The frail woman, slightly younger than me, collapses in my arms. Her grief, held captive twenty-some years, is released as she sobs on my shoulder.
I recognize God’s provision for me, as I hold her without reserve. The odor of dirty clothes and nicotine, and my presumption of the hardness that kept her at arms-length, disappears, freeing me to show the Father’s compassion.
Settling back in her chair she goes on. “A neighbor called 911. My dad was arrested as paramedics worked on mom. I’ve never seen him since.”
“I lived in a foster home until I turned sixteen and found myself pregnant. I married the guy. Had three more kids, took exactly that many beatings, finally kicking him out when I realized my mom’s life was being relived through mine.”

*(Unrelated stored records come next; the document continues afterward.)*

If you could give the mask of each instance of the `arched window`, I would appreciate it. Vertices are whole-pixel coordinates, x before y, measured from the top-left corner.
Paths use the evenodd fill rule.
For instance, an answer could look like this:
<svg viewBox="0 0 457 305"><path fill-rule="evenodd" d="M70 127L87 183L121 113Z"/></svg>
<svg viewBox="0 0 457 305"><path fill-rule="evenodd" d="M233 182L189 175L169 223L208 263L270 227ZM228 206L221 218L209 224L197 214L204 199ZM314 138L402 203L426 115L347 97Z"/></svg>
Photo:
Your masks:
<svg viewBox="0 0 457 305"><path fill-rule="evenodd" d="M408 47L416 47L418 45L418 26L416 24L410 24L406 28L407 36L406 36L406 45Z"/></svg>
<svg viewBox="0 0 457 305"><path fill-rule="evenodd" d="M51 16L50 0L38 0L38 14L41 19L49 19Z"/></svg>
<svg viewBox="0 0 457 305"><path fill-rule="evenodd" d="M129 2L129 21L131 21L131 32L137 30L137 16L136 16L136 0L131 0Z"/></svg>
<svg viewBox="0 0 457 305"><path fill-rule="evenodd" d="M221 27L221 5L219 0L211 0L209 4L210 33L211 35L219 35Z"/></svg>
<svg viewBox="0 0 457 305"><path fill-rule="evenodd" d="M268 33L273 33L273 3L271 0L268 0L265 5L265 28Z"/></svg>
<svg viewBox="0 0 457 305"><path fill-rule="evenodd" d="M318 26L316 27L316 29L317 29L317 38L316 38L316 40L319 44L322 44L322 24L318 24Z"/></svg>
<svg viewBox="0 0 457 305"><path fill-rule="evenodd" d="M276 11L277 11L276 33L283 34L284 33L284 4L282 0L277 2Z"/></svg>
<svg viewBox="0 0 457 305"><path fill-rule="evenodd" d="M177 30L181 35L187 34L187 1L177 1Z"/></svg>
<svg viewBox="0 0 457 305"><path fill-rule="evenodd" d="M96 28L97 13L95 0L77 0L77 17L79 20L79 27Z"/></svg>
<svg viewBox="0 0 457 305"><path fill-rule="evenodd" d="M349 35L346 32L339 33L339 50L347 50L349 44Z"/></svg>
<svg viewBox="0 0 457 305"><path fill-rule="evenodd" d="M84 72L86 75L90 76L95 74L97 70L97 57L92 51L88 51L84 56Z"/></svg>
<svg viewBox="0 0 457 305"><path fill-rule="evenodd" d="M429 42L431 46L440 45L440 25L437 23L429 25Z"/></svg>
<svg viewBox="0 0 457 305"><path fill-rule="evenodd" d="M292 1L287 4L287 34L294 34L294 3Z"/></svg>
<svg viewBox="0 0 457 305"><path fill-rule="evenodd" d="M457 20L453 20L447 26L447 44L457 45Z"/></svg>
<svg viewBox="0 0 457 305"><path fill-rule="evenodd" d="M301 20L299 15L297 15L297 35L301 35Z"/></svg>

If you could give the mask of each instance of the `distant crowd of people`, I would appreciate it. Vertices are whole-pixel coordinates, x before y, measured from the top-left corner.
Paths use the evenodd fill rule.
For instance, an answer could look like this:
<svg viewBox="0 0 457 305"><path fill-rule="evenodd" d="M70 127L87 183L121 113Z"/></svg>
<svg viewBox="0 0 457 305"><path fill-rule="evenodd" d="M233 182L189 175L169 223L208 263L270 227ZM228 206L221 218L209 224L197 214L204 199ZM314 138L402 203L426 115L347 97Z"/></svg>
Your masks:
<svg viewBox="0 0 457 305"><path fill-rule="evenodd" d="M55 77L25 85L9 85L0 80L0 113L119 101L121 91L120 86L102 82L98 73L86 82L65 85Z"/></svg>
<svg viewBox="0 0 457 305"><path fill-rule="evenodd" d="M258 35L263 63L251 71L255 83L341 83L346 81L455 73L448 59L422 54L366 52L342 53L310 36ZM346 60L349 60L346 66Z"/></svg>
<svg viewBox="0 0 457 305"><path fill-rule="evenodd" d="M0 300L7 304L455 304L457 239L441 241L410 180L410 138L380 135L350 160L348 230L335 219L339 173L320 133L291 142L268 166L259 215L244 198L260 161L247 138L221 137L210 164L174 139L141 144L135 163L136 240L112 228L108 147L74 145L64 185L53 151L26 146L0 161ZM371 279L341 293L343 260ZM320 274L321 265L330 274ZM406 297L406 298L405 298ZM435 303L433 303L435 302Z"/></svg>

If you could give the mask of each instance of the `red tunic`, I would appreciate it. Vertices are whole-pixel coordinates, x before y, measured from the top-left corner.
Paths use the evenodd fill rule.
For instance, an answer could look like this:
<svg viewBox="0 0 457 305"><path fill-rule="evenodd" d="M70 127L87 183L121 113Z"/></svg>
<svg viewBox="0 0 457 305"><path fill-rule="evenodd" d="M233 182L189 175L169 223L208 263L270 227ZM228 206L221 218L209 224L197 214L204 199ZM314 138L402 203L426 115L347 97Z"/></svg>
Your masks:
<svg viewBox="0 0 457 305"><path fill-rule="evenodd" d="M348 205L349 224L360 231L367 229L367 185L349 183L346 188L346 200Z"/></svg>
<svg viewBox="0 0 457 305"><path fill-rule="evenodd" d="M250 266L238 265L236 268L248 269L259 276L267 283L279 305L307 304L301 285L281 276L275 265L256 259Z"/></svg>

What should I say, Lord? I wait.
As she lights another cigarette I notice she’s sitting taller in her seat, as if the release of emotions was the physical removal of a heavy knapsack. One she’d carried her entire life.
“You told me once about the greatest parent you’ve ever known. You said your mom and dad were great but you learned the most about parenting from God.”
“I’ll be honest. Your talk about God kinda wierds me out. He’s never helped me much… that I know about, anyway.”
Her lower lip is quivering again, tears filling her eyes, but determination has replaced the look of hopelessness and despair.
A soft breeze moves across my face though no windows are open. Is that you, Lord?
“I need help. I think I need your God. Even if he’s half of what you’ve been telling me, he can help me be a better mom.” Tears of a different kind, tears of hope well up in her eyes. “Who knows? Maybe he’ll end up being the dad I’ve always wanted.”